Demolition
As I walked to and from the hospital, I watched a demolition crew taking down a building on Army Street. I was amazed how quickly it came apart.
First the roof, then the exterior walls.
For days I’d been able to see directly into eight individual rooms, like looking into the back of a giant dollhouse. A chest of drawers teetered on the edge of one floor and a shelf, with books still on it, hung on the wall. I wondered who’d lived there? And why they’d left their books behind?
When I arrived on the unit a patient was transferred directly from the emergency room with Failure to Thrive. He died within an hour and was quickly cleaned and tagged and wrapped, and Sammy came up from the morgue and took him away before another was admitted.
Over and over in the ward’s twenty rooms the patients came and went. Sent home, sent to rehab, sent to Coming Home Hospice, sent down to the morgue. One man with dementia was discharged to Napa State and was dead within a week. The social workers vowed to never send anyone there again.

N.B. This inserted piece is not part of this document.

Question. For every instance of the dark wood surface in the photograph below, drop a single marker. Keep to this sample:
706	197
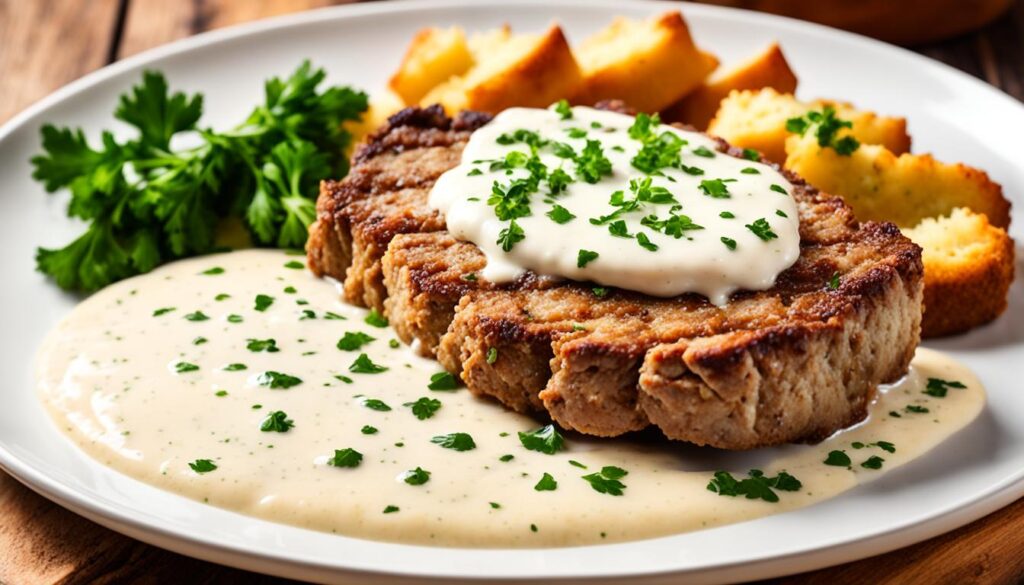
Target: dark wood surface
47	43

I went into the Elizabeth Taylor Lounge where two older patients were watching Oprah. I said hello and poured myself a cup of coffee.
Looking westwards towards Twin Peaks, I could see, in the distance, the demolition crew taking apart the building on Army Street. Floor by floor it had disappeared and I could just begin to see the tips of the tallest trees that grew in Precita Park.
Someday this hospital will come down. First the roof and then the exterior walls, after which the rooms will be exposed to the elements. Pedestrians might walk by and look up and think about the patients who were once here, and the staff who had cared for them, while the residents of the Mission will finally be able to see the treetops on Potrero Hill once again.


the books still on the shelf got me. what a beautiful, tragic detail.